Key highlights from HFCL Limited (HFCL) Q3 FY22 Earnings Concall
Management Update:
- HFCL said the company secured purchase orders of more than INR530 crores along with its subsidiary HTL Limited for the supply of optical fiber cables during the quarter.
- The company added that its first three quarter’s profit was more than the profit of the entire year of the last year.
Q&A Highlights:
- Saket Kapoor from Kapoor & Co. asked about how the margin trajectory is going to look like. Mahendra Nahata MD said that in terms of revenue mix, for 2020, 26% was coming from products and 75% from projects. But now 42% is coming from products and 58% from projects. So this shift in revenue mix towards products will automatically mean increase in margins.
- Analyst Neerav Dalal asked about the INR600 crores raised through QIP, and where the funds will be used. Mahendra Nahata MD commented that in terms of QIP, the amount is majorly going to be used for CapEx of around INR 200 crores, R&D INR 150 crores, INR150 crores for repayment of loans, and working capital and other purposes INR 100 crore.
- Vipul Tiwari of CRISIL Global enquired about the realization of OFC and OF and regarding any price hikes in the portfolio. Mahendra Nahata MD said the pricing trend of the fiber and fiber optic cable has seen an increasing trend which has resulted in increase of cost, but which is stabilizing now.
- Analyst Naman asked about working capital cycle. Mahendra Nahata answered that net working capital cycle currently is about 95 days, which has increased from 81 days last quarter. He added that this is expected to improve soon with the payments received from the projects being executed.
- Abhijit Mitra of ICICI Securities asks about the outlook for order book which is currently at INR4,450 crores, and has seen a gradual drop down over the past 3-4 years. Mahendra Nahata answered that higher order book in previous year was because of orders received from defense for one particular project. The company believes it will maintain equivalent to the current order book going forward.

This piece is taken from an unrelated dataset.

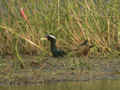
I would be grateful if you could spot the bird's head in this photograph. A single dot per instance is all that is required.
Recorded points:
(51, 37)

- Abhijit Mitra of ICICI Securities also asked about the 8% of revenue share being maintained as exports and how it’s projected over the next couple of quarters. Mahendra Nahata answered that it will move up because the company has taken many initiatives to have more exports of fiber optic cable. Internal target it to double up this revenue share in the next financial year to about 15-16%.
- Ankit Pande of Quant queries about the product development announcement related to AI powered algorithms driving wi-fi products and if it’s a new product. Mahendra Nahata MD commented that AI is implemented into the existing products and it’s a new feature in the product.
- Analyst Simranjee questioned about the 5G implementation in India and the demand supply situation of optical fiber cables once it’s implemented. Mahendra Nahata MD said that India is on track on 5G implementation and the government is pushing hard on it. The company added that the demand would increase and which has led the company to decide to increase its capacity of fiber manufacturing to 12 million and fiber optic cable by another 10 million.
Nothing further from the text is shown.